- Capitalism and Alternatives -

More speculation as to why political discussion under capitalism has faltered

Posted by: Samuel Day Fassbinder ( Citizens for Mustard Greens, USA ) on November 02, 1997 at 10:46:24:

In Reply to: More on Captialism posted by Bob McDonald on November 01, 1997 at 13:26:12:

BOB MCDONALD: Capitalism is the "opposite" of communism. Socialism is the combination of both.

SDF: If you'd read this message you might see a distinction between "communism" and any previous regime claiming to be "communist." Reading this post might help you define socialism or communism in a better way -- "communism" might describe certain aspects of previous hand-to-mouth societies, in an earlier era of history, but both "communism" and "socialism" in the modern, industrial-society, sense involve belief in a utopian society which has never come to fruition in all of human history. We've covered this before, here in this Debating Room.

Thus Sir Thomas More's 1516-1517 text UTOPIA will emphasize that, in the perfect world dreamed by More, everything is shared in common. The word "communism," like the words "common" and "community," comes from a Latin root that means "sharing." Communism is essentially a utopian construct.

Previous attempts at communism and socialism failed because they tried to force the perfect society upon a nation-state for all the wrong reasons, and thus "communism" and "socialism" became names for reactionary regimes vaguely synonymous with "fascism," whose inventor, Benito Mussolini, had been a member of the Italian Socialist Party before becoming dictator of Italy.

BOB MCDONALD: Both socialism and communism have appeared and died in less than 100 years.

SDF: No, they haven't, for reasons I explained above. Bob McDonald is confusing capitalism, socialism, and communism with national systems that use three different types of MIXED ECONOMY (corresponding roughly to the United States, Sweden, and the Soviet Union), all of which require constant state intervention to remain in business.
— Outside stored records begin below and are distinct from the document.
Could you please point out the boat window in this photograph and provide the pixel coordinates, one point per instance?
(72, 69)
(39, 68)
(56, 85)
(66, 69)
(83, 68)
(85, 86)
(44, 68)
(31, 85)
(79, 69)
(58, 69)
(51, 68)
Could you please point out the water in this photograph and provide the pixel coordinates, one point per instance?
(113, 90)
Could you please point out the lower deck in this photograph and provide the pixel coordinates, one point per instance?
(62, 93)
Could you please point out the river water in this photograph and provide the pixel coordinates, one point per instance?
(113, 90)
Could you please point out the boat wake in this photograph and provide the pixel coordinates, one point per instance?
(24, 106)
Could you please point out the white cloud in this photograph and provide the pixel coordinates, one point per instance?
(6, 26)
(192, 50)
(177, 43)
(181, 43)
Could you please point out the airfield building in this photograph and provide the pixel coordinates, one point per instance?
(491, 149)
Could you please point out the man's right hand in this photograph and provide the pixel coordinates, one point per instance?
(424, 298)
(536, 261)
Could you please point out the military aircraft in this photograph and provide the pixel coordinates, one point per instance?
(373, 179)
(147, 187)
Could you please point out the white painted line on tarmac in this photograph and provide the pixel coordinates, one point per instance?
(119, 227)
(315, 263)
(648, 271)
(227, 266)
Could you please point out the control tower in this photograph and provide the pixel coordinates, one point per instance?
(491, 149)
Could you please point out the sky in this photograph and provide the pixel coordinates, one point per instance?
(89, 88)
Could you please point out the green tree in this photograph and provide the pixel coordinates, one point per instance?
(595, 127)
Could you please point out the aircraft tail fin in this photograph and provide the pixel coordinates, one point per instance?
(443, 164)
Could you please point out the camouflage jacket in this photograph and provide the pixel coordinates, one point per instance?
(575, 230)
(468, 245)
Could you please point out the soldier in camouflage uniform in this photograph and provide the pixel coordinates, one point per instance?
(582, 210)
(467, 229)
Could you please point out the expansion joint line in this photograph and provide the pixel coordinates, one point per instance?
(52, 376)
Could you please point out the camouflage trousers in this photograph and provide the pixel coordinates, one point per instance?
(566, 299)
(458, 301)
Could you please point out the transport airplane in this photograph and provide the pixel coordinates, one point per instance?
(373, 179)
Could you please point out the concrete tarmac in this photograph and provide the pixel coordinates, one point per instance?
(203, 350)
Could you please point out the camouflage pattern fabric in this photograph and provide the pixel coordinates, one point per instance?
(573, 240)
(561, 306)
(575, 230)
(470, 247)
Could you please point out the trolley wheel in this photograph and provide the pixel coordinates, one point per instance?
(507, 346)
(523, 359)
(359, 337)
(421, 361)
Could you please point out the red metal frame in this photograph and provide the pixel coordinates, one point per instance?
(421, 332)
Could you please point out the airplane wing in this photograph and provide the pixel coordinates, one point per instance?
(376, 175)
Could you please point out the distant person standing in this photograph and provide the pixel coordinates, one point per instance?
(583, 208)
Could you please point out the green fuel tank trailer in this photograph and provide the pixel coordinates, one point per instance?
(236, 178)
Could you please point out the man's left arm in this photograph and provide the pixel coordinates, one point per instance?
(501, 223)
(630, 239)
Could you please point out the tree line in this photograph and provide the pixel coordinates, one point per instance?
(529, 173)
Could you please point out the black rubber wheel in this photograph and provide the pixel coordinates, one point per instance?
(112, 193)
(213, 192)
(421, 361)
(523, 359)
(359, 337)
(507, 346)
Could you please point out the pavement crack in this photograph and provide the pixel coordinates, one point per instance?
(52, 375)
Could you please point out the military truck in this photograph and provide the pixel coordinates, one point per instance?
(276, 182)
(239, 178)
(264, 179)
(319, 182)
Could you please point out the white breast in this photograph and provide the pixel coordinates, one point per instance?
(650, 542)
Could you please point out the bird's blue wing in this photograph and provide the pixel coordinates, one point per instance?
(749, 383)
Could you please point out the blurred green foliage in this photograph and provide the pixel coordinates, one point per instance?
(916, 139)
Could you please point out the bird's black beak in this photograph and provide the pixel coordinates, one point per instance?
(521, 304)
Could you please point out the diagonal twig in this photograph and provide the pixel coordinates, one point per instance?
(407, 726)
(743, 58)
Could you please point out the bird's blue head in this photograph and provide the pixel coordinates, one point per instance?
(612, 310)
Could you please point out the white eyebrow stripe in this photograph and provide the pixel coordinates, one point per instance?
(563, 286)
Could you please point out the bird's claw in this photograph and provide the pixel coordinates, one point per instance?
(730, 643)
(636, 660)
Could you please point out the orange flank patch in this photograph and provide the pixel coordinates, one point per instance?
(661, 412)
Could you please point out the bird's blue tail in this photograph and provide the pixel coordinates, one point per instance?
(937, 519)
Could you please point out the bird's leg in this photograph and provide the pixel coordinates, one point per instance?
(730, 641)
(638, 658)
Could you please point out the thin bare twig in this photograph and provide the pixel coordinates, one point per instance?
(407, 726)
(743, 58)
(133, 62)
I am frustrated by the continuing silliness of pro-capitalist posts, and I'm wondering out loud, here, if capitalism stupefies people and makes them incapable of rational political discussion by depriving political words of their meanings, doubtless through the process of constant misuse of political vocabulary by journalistic hacks. Thusly the word "liberal" (a word invented to describe believers in the LIBERTY to be wrested from governments) has in American political discourse become synonymous with belief in "big government," and the word "conservative" has become synonymous not with the CONSERVATION which supplied the root prefix of "conservative," but with the radically destructive utopian vision of capitalism preached by Newt Gingrich and by that most vindictive of mouthpieces for the lunatic Right, Rush Limbaugh.

If readers here want to read more on the destruction of politics by capitalist journalism, the journalistic destruction of the English language has already been described by George Orwell in an essay titled "Politics and the English Language," an essay which ought to be required reading for all high school juniors, and the journalistic destruction of political meaning in general is described in a book of essays by Daniel J. Boorstin called THE IMAGE. And then there's this post...

BOB MCDONALD: Other forms of society exist (fiefdoms, tribal organizations, religous compounds, etc...). If you examine the history of the world, and keep in context the knowledge and education of the people during different times, the progreession of societies from "survival of the fittest" to our current structure (taken as a whole) is both logical and natural.

SDF: Histories such as Clive Ponting's GREEN HISTORY OF THE WORLD and synopses of world history such as is given in Jeremy Rifkin's ENTROPY offer a version of world history where the exponential increases in human exploitation of the environment, leading up to the high-intensity society of the present day, are highlighted. The collision of capitalist world-society with the various possibilities of environmental disaster (due to the thinning of the ozone layer, the greenhouse effect, the simplification of the genepool due to the ongoing extinction of species of plant and animal, the destruction of the topsoil by urbanization, overfarming etc.) is neither logical nor natural.